The first thing to do when you turn ProtonVPN on is to log in. You will have received the credentials via email – just enter them and you’re good to go. You will find this an easy app to navigate – it has a huge map and is not cluttered at all. Every option has useful explanations. We also think it looks very nice, but then again, perhaps that’s just our affinity for sci-fi talking!
On the primary screen, you’ll see a map, which you can zoom into and out of using the bar at the top right. Hovering on the little triangles will reveal what country the VPN server is based in. If you then hover over the country name, it will change into a “connect” button – a quick way to connect to a specific location. When you’re connected, the bottom part of the interface will show the duration of your session and a graph of your download/upload stats – volume and speed.

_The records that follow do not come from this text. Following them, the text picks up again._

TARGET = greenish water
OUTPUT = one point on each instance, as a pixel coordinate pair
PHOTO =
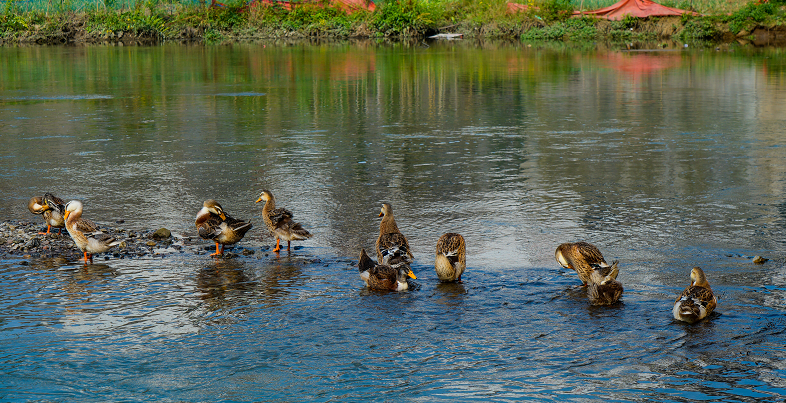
(665, 160)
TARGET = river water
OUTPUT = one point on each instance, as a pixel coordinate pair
(665, 160)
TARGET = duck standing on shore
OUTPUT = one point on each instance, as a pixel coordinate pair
(52, 208)
(391, 243)
(86, 234)
(451, 259)
(697, 301)
(391, 277)
(580, 256)
(604, 289)
(214, 224)
(279, 222)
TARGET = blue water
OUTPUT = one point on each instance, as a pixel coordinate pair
(517, 149)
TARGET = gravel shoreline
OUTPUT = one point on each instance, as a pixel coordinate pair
(23, 240)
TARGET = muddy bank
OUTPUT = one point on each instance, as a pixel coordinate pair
(24, 240)
(79, 30)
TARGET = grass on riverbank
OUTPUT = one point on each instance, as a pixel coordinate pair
(55, 21)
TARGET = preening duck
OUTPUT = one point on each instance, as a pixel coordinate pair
(383, 276)
(216, 225)
(580, 256)
(604, 289)
(450, 260)
(391, 243)
(86, 234)
(279, 222)
(52, 208)
(697, 301)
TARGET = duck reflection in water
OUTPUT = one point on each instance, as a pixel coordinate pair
(219, 282)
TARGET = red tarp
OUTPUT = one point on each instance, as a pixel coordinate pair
(638, 65)
(634, 8)
(618, 11)
(346, 5)
(517, 8)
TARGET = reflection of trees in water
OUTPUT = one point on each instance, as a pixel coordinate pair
(229, 283)
(780, 222)
(219, 283)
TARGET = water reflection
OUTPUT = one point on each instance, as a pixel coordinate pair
(664, 160)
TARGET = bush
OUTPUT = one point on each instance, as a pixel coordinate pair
(750, 15)
(402, 18)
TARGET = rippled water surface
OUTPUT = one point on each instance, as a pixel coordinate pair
(665, 160)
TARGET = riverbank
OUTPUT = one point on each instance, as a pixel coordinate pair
(752, 23)
(23, 240)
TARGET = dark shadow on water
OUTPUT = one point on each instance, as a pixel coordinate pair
(225, 277)
(450, 294)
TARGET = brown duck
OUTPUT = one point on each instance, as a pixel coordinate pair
(86, 235)
(604, 289)
(214, 224)
(580, 256)
(697, 301)
(279, 222)
(391, 244)
(450, 260)
(382, 276)
(52, 208)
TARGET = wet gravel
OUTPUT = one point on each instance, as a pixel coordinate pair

This screen gives you other connection options as well. On the top left you should notice a “Quick connect” button, which will connect you to a server nearest to your location. Below there is a “Search” tab and a list of countries with ProtonVPN servers. Each country can be expanded to reveal the list of servers. You can connect to a country or specific server by hovering over the menu item and clicking “Connect.” All very self-explanatory except the little icons to the right of the country/server. The little onion icon means it’s a Tor over VPN server – if you connect there your traffic will go through the Tor relay network…very slowly! The two opposing arrows mean the server allows P2P traffic (if you want to torrent).

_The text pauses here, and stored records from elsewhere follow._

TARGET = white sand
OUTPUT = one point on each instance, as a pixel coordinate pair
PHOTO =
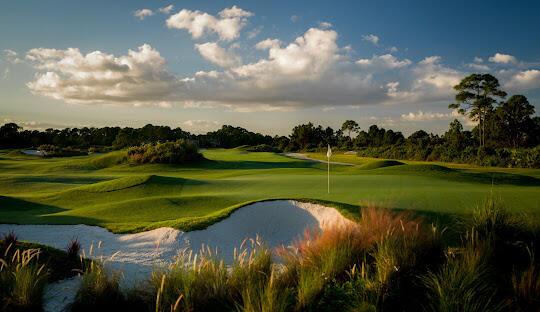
(135, 255)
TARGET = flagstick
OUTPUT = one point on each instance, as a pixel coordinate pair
(328, 175)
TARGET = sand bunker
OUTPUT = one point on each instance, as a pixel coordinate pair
(276, 222)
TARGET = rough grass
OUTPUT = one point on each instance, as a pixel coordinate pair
(99, 189)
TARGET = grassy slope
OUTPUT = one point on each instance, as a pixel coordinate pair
(102, 190)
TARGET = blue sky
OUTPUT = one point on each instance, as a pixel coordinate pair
(199, 65)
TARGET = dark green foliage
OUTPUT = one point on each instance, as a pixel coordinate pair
(178, 152)
(55, 151)
(73, 248)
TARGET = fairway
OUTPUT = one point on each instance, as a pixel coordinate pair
(104, 190)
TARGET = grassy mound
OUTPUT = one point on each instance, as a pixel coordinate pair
(179, 152)
(116, 184)
(380, 164)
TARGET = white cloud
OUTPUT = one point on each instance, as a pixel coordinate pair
(167, 9)
(254, 32)
(218, 55)
(524, 80)
(479, 67)
(421, 116)
(200, 125)
(427, 116)
(502, 58)
(137, 78)
(268, 44)
(306, 58)
(325, 25)
(11, 57)
(227, 26)
(143, 13)
(371, 38)
(383, 62)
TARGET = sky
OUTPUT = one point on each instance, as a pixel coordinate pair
(262, 65)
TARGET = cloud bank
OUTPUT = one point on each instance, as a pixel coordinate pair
(310, 71)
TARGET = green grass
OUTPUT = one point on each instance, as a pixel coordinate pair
(107, 191)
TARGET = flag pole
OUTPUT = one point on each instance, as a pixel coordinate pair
(328, 154)
(328, 175)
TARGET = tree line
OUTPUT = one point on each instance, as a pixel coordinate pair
(507, 133)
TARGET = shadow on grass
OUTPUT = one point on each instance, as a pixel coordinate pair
(19, 211)
(248, 164)
(459, 175)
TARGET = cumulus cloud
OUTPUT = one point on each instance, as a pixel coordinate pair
(384, 62)
(421, 116)
(254, 32)
(137, 78)
(143, 13)
(218, 55)
(201, 125)
(227, 25)
(427, 116)
(167, 9)
(310, 71)
(371, 38)
(478, 67)
(503, 59)
(268, 44)
(295, 18)
(524, 80)
(325, 25)
(11, 57)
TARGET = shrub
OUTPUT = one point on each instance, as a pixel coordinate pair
(464, 283)
(98, 290)
(10, 239)
(73, 248)
(192, 283)
(55, 151)
(22, 280)
(178, 152)
(526, 288)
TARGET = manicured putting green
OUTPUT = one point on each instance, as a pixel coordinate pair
(104, 190)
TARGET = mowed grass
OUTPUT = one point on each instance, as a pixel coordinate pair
(107, 191)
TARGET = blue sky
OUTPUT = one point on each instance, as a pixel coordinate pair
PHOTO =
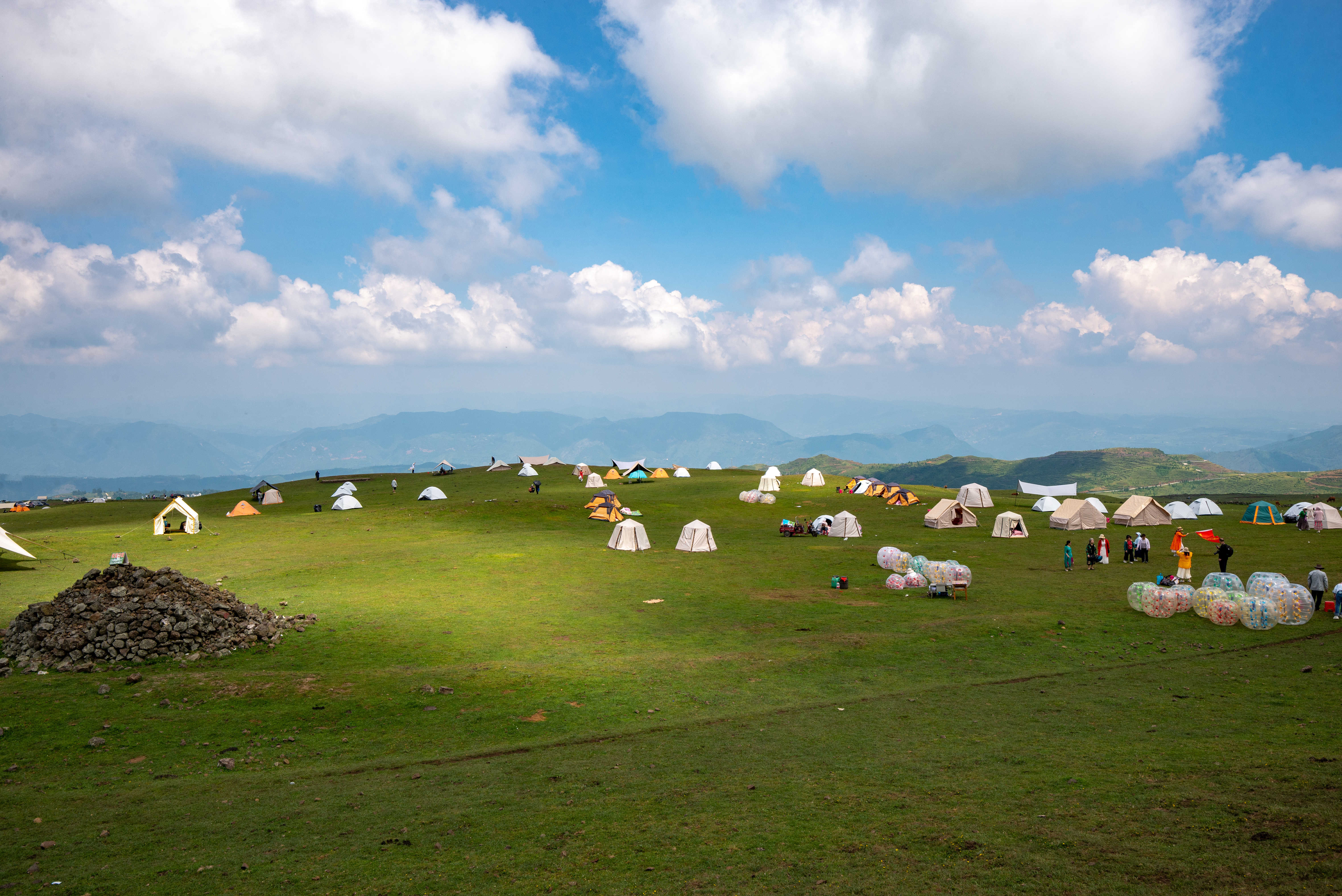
(741, 153)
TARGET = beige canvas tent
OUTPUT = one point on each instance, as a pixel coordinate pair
(182, 508)
(630, 536)
(949, 514)
(1075, 513)
(696, 537)
(845, 526)
(7, 544)
(975, 496)
(1010, 525)
(1141, 510)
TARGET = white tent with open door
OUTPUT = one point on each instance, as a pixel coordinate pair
(1010, 525)
(630, 536)
(7, 544)
(975, 496)
(697, 537)
(845, 526)
(182, 508)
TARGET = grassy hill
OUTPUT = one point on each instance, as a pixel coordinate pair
(665, 722)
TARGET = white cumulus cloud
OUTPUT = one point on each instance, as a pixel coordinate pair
(101, 98)
(952, 98)
(1280, 199)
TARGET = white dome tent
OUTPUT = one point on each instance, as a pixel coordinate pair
(697, 537)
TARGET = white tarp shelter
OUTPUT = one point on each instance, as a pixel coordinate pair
(182, 508)
(696, 537)
(975, 496)
(1010, 525)
(7, 544)
(845, 526)
(630, 536)
(1053, 492)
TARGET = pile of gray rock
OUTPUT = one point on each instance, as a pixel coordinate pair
(131, 615)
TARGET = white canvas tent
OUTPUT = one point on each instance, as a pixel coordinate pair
(630, 536)
(697, 537)
(975, 496)
(7, 544)
(1077, 514)
(949, 514)
(845, 526)
(182, 508)
(1179, 510)
(1206, 508)
(1053, 492)
(1010, 525)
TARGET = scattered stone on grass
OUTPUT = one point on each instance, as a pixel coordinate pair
(131, 614)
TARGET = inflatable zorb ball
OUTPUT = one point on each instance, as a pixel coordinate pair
(1135, 595)
(1261, 584)
(1258, 614)
(1294, 604)
(1224, 581)
(1159, 603)
(1203, 597)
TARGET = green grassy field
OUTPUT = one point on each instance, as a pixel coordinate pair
(752, 733)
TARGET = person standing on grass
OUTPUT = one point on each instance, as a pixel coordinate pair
(1318, 584)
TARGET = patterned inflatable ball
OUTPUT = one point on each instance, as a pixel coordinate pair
(1224, 611)
(886, 557)
(1224, 581)
(1159, 603)
(1135, 595)
(1261, 584)
(1258, 612)
(1183, 597)
(1203, 597)
(1294, 604)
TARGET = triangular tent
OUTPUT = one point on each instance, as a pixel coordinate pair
(696, 537)
(975, 496)
(243, 509)
(845, 526)
(630, 536)
(1010, 525)
(949, 514)
(1075, 513)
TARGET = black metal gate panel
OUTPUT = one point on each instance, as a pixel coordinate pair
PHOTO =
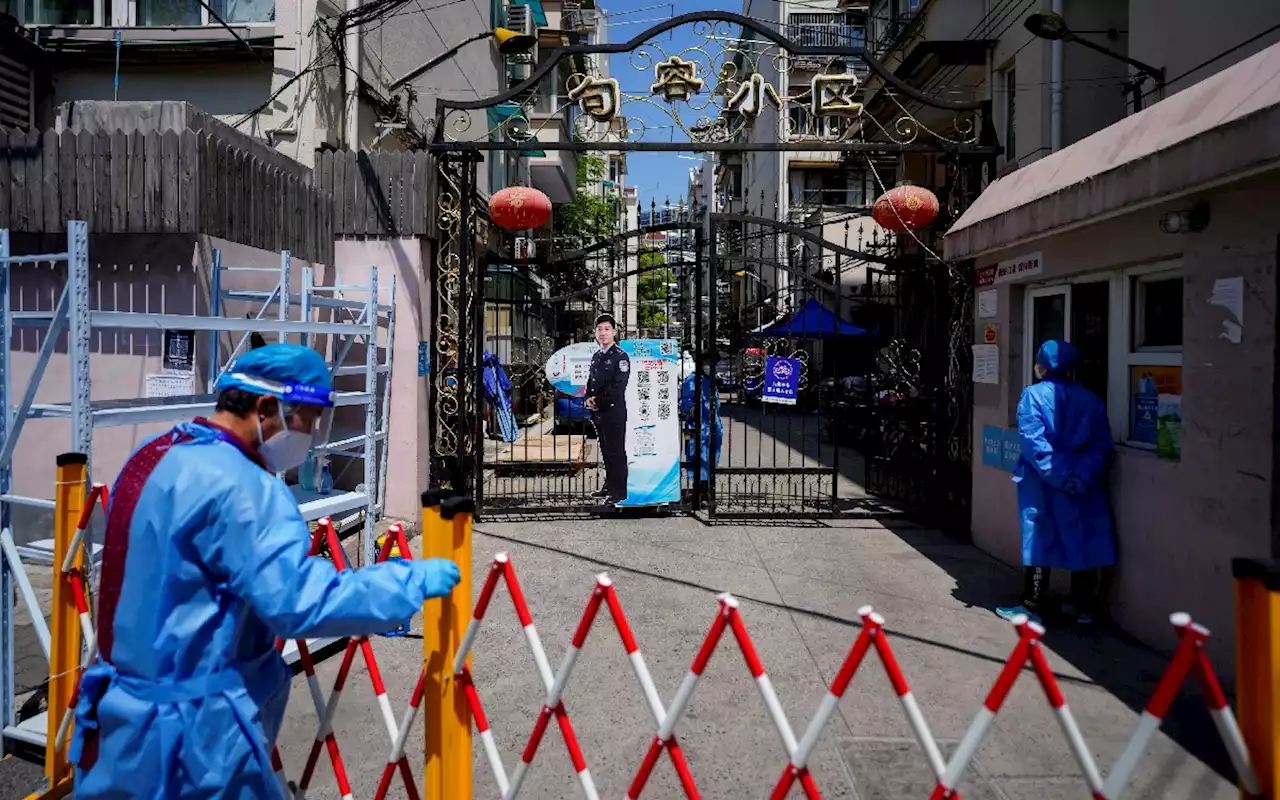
(782, 295)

If you turn “Secure Core” on, all your traffic will go through ProtonVPN’s hyper-secure servers in Switzerland, Sweden, or Iceland. This will also considerably slow your connection down.
When writing ProtonVPN review, we have found two more things to discuss here – Profiles and the “hamburger” menu. In “Profiles,” you can set parameters for a quick VPN connection or choose an already-created profile and connect using it. If you click “Create Profile,” ProtonVPN will ask you:
- To choose the server type you want to connect to (Standard, Secure Core, P2P, Tor).
- Create a Profile name
- Pick a color
- Choose the protocol for your OpenVPN connection (UDP or TCP). The basic premise behind this choice is that UDP is faster and less stable, while TCP is slower and more stable.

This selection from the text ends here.